Institutional Context and Autonomy of EU-level Agencies’

GT 5.10 Gobernanza de la regulación

Nuria Font Borrás (Universitat Autónoma de Barcelona)
Miguel Angel Medina Abellan
Facundo Santiago

The proliferation of EU-level specialized agencies over the last two decades has altered the configuration of EU executive powers (Dehousse 2002; Egeberg and Trondal 2009), influenced EU policy-making and policy output (Coen and Tatcher 2008, Gehring and Krapohl 2007) and had a direct impact on individuals, regulators and member states (Busuioc 2010). Facing these developments, the EU’s agencification literature has recently raised important research questions on the definition of new patterns of executive politics and the reconfiguration of EU government. Particular attention has received the question of autonomy of EU-level agencies vis-à-vis principal institutions. Yet, systematic empirical studies exploring the autonomy of EU agencies are still scant. Some of the most outstanding contributions have focused on formal independence by looking at the founding regulations of European agencies and rules governing delegation (Wonka and Rittberger 2010; Geradin and Craig 2006). This type of study, however, does not accurately capture de facto agency behaviour in the post-delegation phase and leaves unresolved the question of why agencies with similar levels of formal autonomy may behave differently in their daily activity (Maggetti 2007; Groenleer 2009). This research aims to, first, reach a better understanding of de level of facto autonomy of EU-level agencies, and secondly, explore the modes in the EU institutional context influence agency autonomy.

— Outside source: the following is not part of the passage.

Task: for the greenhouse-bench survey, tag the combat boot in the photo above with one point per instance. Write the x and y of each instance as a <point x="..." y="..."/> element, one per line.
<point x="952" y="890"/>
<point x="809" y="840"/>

The research is grounded in the theoretical debates that place emphasis on the influence of the institutional context on agencies’ behaviour (Kelemen 2002; Busuioc 2009). Significantly enough, Dehousse (2009) explores the ways in which the coexistence of multiple political principals has effects on agency performance and autonomy, and Kelemen (2002) demonstrates how conflicts between the Council, the European Parliament and the Commission have influenced the design of new agencies. In line with such approaches, this paper departs from the assumption that the institutional context in which agencies operate have effects on the de facto autonomy of EU-level agencies. Such institutional context is populated by multiple principals with competing interests, and is governed by informational imbalances and knowledge dependencies. This paper explores the modes in which such aspects of the institutional context provide incentives and constrains on actors and structures the relationships between agencies and their principals, namely the Commission and the member States. By conducting a systematic empirical study of all 28 Community agencies currently operating, this paper aims to reach a better understanding on the determinants of agency autonomy.